Sumsub, a full-cycle verification platform, warns that APAC has entered a new phase of industrialised fraud driven by synthetic data, AI tools and the growing professionalisation of fraud-as-a-service networks.
The fifth annual Identity Fraud Report 2025–2026 by Sumsub describes a global “Sophistication Shift”, where overall fraud volumes are stabilising but high-quality attacks have risen 180 percent year on year.
In APAC, synthetic personal data fraud jumped 142 percent and now makes up 15.7 percent of all regional fraud attempts, the region’s third-largest category.
The report draws on millions of verification checks and more than four million fraud attempts, supported by responses from over 300 risk professionals and 1,200 end users.
APAC Becomes a Testing Ground for Advanced Fraud Techniques

Tougher enforcement is changing how fraud is handled in the region.
Sixty percent of companies reported cases to police, more than double Europe’s 29 percent.
Increased reporting has exposed extensive criminal networks, and one in four individuals has been targeted for mule recruitment, one of the highest rates globally.

Hong Kong’s fraud rate fell to 1.4 percent after a 43 percent annual decline, below the global average of 2.2 percent, yet deepfake cases rose 147 percent.
Across APAC, the fastest deepfake growth rates were recorded in the Maldives at 2,100%, Malaysia at 408%, Mongolia at 200%, Thailand at 199%, Sri Lanka at 194%, Singapore at 158%, Kyrgyzstan at 155%, Hong Kong at 147%, Kazakhstan at 140% and Taiwan at 139%.

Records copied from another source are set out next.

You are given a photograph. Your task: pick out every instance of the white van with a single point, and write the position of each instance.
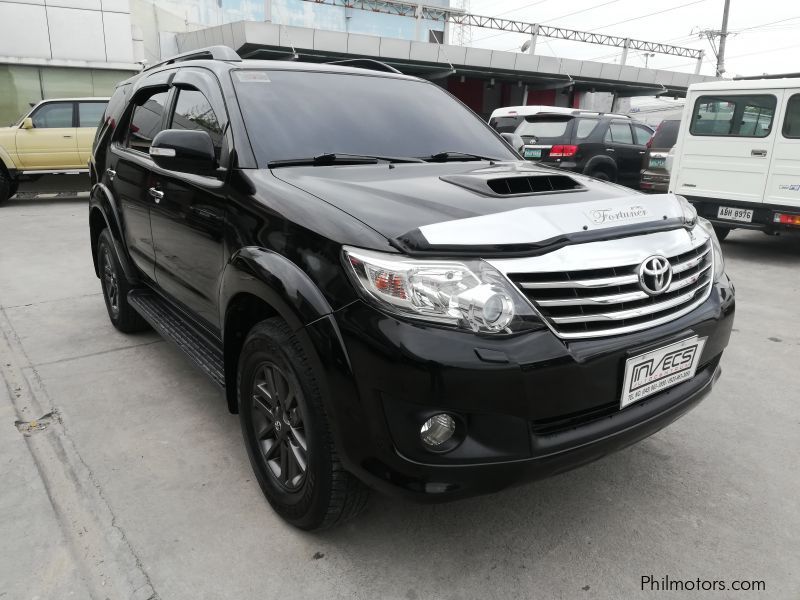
(737, 158)
(506, 119)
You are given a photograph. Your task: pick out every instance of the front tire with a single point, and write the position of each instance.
(7, 187)
(116, 287)
(286, 432)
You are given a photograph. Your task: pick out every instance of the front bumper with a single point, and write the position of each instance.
(530, 406)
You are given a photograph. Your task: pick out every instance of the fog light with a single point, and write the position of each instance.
(437, 430)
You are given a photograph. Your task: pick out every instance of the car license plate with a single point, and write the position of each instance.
(655, 371)
(735, 214)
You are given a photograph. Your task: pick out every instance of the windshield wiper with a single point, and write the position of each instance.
(451, 155)
(341, 158)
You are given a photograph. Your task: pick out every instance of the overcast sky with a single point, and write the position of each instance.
(767, 36)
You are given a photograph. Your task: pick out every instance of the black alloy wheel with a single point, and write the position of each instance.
(278, 426)
(286, 431)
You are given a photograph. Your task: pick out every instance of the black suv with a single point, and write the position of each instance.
(388, 295)
(603, 146)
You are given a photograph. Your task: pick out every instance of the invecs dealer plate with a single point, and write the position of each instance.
(655, 371)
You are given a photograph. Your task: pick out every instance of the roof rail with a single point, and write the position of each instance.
(212, 53)
(773, 76)
(365, 63)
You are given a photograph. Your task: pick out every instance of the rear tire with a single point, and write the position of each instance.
(286, 432)
(722, 232)
(116, 287)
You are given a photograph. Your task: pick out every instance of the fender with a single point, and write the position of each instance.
(102, 200)
(600, 160)
(8, 163)
(294, 296)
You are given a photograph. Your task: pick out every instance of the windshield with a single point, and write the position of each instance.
(299, 114)
(550, 128)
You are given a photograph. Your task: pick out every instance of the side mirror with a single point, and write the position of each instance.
(186, 151)
(513, 140)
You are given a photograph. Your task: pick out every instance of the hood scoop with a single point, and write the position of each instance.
(522, 184)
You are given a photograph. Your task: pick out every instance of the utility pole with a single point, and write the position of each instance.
(723, 36)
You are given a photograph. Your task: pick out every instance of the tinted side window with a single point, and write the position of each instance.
(585, 127)
(642, 134)
(737, 116)
(666, 135)
(621, 133)
(90, 113)
(791, 124)
(193, 111)
(54, 114)
(146, 122)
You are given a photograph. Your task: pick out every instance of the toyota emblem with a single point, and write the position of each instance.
(655, 275)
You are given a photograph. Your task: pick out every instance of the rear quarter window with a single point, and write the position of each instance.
(733, 115)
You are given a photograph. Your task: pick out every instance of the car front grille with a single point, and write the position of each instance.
(609, 301)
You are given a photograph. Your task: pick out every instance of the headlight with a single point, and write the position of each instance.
(719, 260)
(469, 294)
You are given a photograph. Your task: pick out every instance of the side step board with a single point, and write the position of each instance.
(167, 321)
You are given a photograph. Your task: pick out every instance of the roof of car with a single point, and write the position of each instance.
(747, 84)
(86, 99)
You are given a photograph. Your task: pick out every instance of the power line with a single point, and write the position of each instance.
(580, 12)
(660, 12)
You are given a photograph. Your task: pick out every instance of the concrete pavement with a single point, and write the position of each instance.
(146, 458)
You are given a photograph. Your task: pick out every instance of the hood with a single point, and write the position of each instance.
(464, 207)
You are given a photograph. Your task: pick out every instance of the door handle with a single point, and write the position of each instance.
(157, 195)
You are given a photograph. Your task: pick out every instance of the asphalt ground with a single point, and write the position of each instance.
(135, 483)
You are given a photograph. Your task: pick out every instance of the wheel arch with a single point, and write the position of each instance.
(258, 284)
(601, 162)
(103, 214)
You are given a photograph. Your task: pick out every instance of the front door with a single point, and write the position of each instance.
(727, 151)
(783, 185)
(130, 176)
(189, 214)
(89, 116)
(51, 143)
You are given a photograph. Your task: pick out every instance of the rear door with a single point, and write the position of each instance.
(89, 116)
(726, 152)
(50, 144)
(783, 185)
(622, 146)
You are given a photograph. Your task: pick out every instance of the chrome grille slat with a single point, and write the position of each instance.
(633, 313)
(604, 301)
(581, 283)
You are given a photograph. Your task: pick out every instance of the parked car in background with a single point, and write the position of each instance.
(654, 175)
(737, 158)
(423, 313)
(604, 146)
(55, 136)
(508, 118)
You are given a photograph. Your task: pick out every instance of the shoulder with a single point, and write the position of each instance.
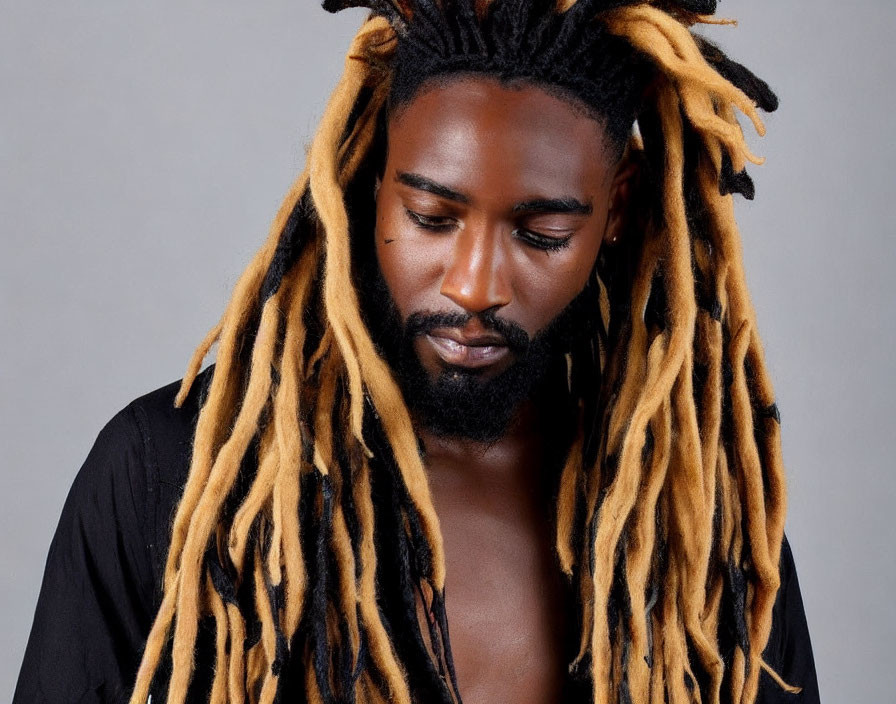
(128, 488)
(165, 430)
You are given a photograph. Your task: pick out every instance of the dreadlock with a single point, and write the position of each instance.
(306, 530)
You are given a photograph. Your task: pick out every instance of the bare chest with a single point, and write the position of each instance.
(504, 598)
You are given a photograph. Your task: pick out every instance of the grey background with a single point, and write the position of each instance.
(144, 148)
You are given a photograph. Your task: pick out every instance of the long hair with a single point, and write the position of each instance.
(307, 531)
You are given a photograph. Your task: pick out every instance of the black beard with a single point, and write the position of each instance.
(460, 402)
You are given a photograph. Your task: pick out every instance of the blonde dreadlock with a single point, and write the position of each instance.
(670, 503)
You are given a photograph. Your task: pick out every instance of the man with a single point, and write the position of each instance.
(496, 367)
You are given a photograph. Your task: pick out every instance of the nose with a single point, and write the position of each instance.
(477, 278)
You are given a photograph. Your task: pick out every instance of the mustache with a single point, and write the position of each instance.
(424, 322)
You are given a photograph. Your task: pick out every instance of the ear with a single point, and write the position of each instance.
(619, 198)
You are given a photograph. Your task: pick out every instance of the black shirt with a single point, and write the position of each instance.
(102, 584)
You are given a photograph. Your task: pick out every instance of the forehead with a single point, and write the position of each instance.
(472, 132)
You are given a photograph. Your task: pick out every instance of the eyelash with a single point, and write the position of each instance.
(533, 239)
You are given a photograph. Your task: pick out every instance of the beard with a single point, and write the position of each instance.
(466, 403)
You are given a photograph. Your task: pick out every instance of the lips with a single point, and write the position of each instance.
(470, 352)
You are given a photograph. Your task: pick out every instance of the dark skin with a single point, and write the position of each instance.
(495, 198)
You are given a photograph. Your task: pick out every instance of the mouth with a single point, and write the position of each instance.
(470, 353)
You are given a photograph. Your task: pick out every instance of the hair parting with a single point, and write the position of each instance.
(307, 531)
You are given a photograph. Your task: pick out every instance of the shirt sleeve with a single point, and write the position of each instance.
(789, 649)
(96, 602)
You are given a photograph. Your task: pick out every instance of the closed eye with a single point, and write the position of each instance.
(543, 242)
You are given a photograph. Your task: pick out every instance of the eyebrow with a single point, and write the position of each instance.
(541, 205)
(421, 183)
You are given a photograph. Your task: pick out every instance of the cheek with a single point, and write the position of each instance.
(407, 261)
(547, 283)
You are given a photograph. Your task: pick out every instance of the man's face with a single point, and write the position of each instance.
(492, 208)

In 2025, 69 percent of businesses and 53 percent of consumers reported falling victim to fraud.
Survey results show that 47 percent of consumers believe protection should be shared equally between companies and governments.
Fraud trajectories remain uneven. Malaysia and Pakistan are seeing rapid increases tied to rising digital adoption.
Indonesia and the Philippines remain high-risk markets with growing exploitation of digital platforms and deepfake-enabled schemes.
Hong Kong, Singapore, India and Australia have recorded declines supported by stronger regulation, although attacks in these jurisdictions are becoming more sophisticated.
The report identifies new attack techniques involving manipulation of the infrastructure behind verification.
Telemetry tampering is rising as fraudsters interfere with SDKs, APIs and device signals to bypass checks.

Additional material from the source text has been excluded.